Relationship between overpressure and porosity

Conclusion

The Upper Triassic Xujiahe Formation in the Western Sichuan Foreland Basin is tight gas sandstones deposited in a terrestrial setting. The sandstones include fine- to medium-grained feldspathic litharenite and lithic sandstone, characterized by low compositional maturity, low cement content, and moderate textural maturity in the aspect of petrology. Secondary pores created by dissolution and micro-fractures are well developed. The porosity is generally less than 6.0 %, and the permeability is less than 0.1 md. Due to the intense diagenesis and tectonism, the tight gas reservoirs are characterized by well-developed natural fractures, great reservoir heterogeneity, complex seepage system, and strong stress sensitivity.

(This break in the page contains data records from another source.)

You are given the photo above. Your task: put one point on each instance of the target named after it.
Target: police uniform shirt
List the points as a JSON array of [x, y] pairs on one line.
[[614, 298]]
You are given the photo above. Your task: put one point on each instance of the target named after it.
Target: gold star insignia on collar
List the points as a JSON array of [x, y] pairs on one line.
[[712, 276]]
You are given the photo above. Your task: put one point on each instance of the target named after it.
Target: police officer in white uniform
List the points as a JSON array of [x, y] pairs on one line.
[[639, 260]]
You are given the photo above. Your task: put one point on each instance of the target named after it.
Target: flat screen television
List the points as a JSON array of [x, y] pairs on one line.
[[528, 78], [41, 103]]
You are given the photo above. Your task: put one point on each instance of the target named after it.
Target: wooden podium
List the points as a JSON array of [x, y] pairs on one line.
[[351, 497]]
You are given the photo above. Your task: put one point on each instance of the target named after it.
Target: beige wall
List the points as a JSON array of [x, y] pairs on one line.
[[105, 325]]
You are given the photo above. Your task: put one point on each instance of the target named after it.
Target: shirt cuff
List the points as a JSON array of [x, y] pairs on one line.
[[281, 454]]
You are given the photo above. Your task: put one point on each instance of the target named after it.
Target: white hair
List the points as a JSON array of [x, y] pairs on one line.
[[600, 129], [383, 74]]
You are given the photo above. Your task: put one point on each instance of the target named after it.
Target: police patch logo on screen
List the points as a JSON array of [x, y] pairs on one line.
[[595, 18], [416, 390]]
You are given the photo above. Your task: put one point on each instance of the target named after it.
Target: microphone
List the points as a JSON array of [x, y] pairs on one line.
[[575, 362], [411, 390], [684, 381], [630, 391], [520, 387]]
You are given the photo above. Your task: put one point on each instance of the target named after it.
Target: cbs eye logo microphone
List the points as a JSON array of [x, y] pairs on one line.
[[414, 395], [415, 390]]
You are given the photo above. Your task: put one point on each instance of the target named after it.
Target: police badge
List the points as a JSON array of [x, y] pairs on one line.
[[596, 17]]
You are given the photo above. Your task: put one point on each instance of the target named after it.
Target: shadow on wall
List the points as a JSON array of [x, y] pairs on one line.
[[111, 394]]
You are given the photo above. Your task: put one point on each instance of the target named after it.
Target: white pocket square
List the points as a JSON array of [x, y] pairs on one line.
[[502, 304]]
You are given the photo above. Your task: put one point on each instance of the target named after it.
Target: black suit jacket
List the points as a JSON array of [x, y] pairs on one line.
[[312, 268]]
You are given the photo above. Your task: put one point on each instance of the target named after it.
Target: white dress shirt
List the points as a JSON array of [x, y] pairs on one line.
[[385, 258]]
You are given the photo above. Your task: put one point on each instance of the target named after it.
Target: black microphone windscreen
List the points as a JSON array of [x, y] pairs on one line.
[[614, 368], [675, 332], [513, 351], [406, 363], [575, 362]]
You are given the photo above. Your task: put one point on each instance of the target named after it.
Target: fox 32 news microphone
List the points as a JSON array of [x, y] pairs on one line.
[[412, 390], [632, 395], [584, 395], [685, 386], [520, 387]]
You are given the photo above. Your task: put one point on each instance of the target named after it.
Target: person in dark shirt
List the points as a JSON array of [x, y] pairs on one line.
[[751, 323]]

Compaction is the main factor for primary pore space reduction. The cementation of carbonate minerals, quartz, and clay minerals not only reduced the pore space of reservoir but also changed the pore structure, turning the intergranular tubular pore throat into laminar or sutural pore throat, which seriously affect the liquid flow and greatly reduce the reservoir permeability and porosity. Cementation is also a very important factor for the sandstone to be tight. Five controlling factors are responsible for the formation of favorable reservoirs in the Xujiahe Formation, that is, depositional environment with high energy, favorable conserve conditions of pores, dissolution that create secondary pores, tectonism that form natural fractures, and overpressure.